According to documents in the Lexington County clerk of court’s office, lawyers in the case are involved in mediation that might lead to a settlement of the suit, which asks for unspecified actual and punitive damages. Typically, if the case is not settled, it goes to trial at a later date.
Reed’s lawsuit says Lexington Medical Oncology Center recommended Compassionate Care to provide “end of life care” when Taylor went home to die on Dec. 14, 2015.
“Doctors told him he likely had just days to live, and Compassionate Care was aware of his prognosis and likely timeline to death,” the lawsuit said.

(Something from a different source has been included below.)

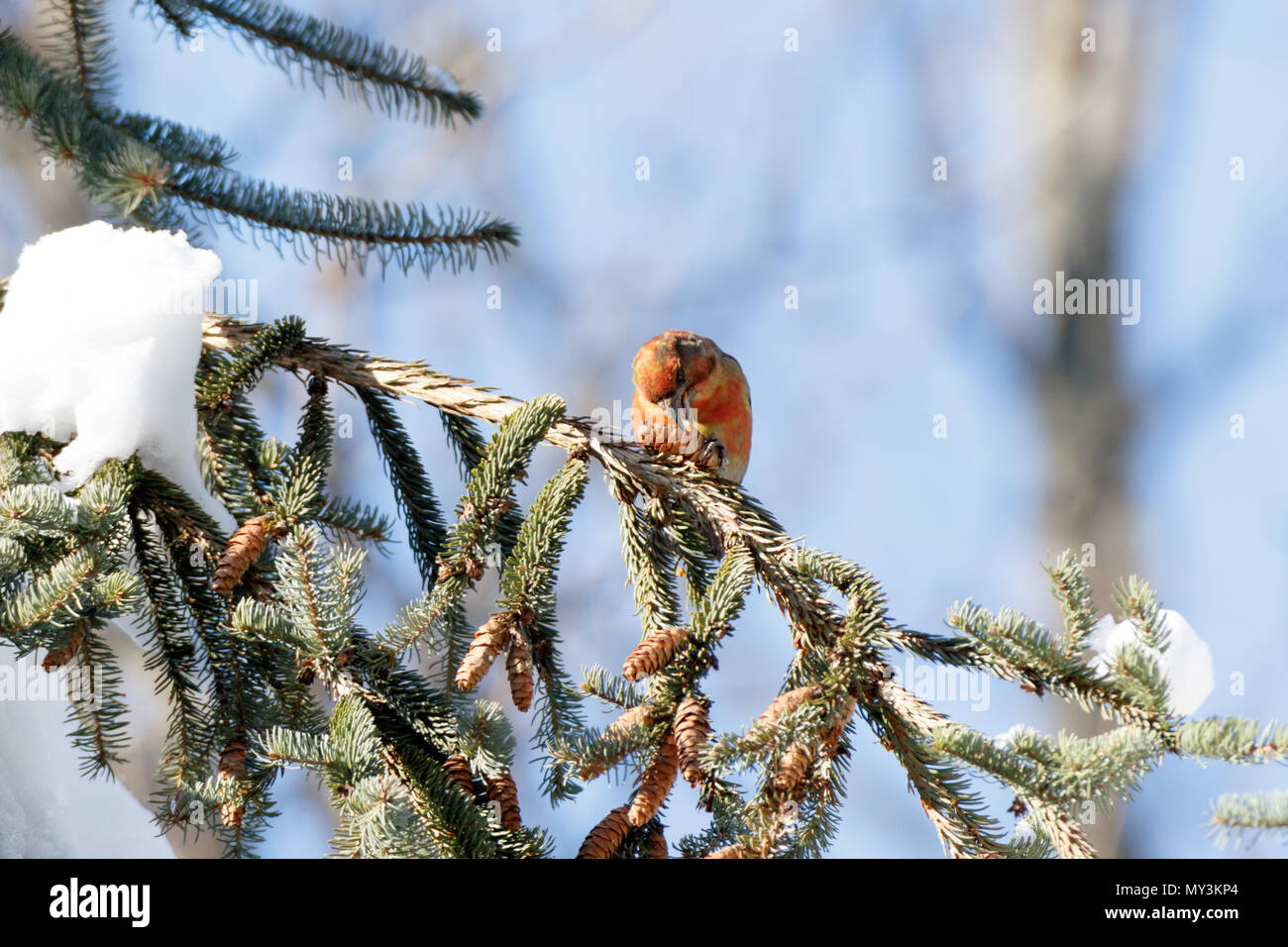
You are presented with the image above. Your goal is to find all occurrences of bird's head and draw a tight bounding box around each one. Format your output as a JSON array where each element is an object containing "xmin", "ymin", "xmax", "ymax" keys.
[{"xmin": 631, "ymin": 329, "xmax": 720, "ymax": 406}]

Reed – Taylor’s girlfriend, according to court records – took him to her Irmo-area home. She had understood from Compassionate Care that Taylor’s medications would be delivered to her home, not to his home, the lawsuit says.
Only her home’s address was in Compassionate Care’s computer records, the lawsuit adds.
“Taylor died on Dec. 16, 2015, with no (medication) Care Kit ever being provided,” the lawsuit said. He “spent his last days extremely agitated, routinely screaming at Victoria as she cared for him, and in extreme pain. ... (M)edications in the Care Kit would have relieved this.”
Although Reed complained to Compassionate Care employees that Taylor hadn’t received his medicine, it was not delivered, the lawsuit alleges. “As Robert lay dying, all Victoria could do was sit by, clean him repeatedly and listen to his screams and hallucinations.”
The day before Taylor died, his medicine was delivered to the wrong address – his home several miles away – and left on the front steps, the lawsuit says. And, it adds, Compassionate Care “falsified” its records so that erroneous delivery did not show up.
“Compassionate Care’s records ... paint a picture of perfect treatment and of a happily medicated man dying peacefully at home,” the lawsuit says.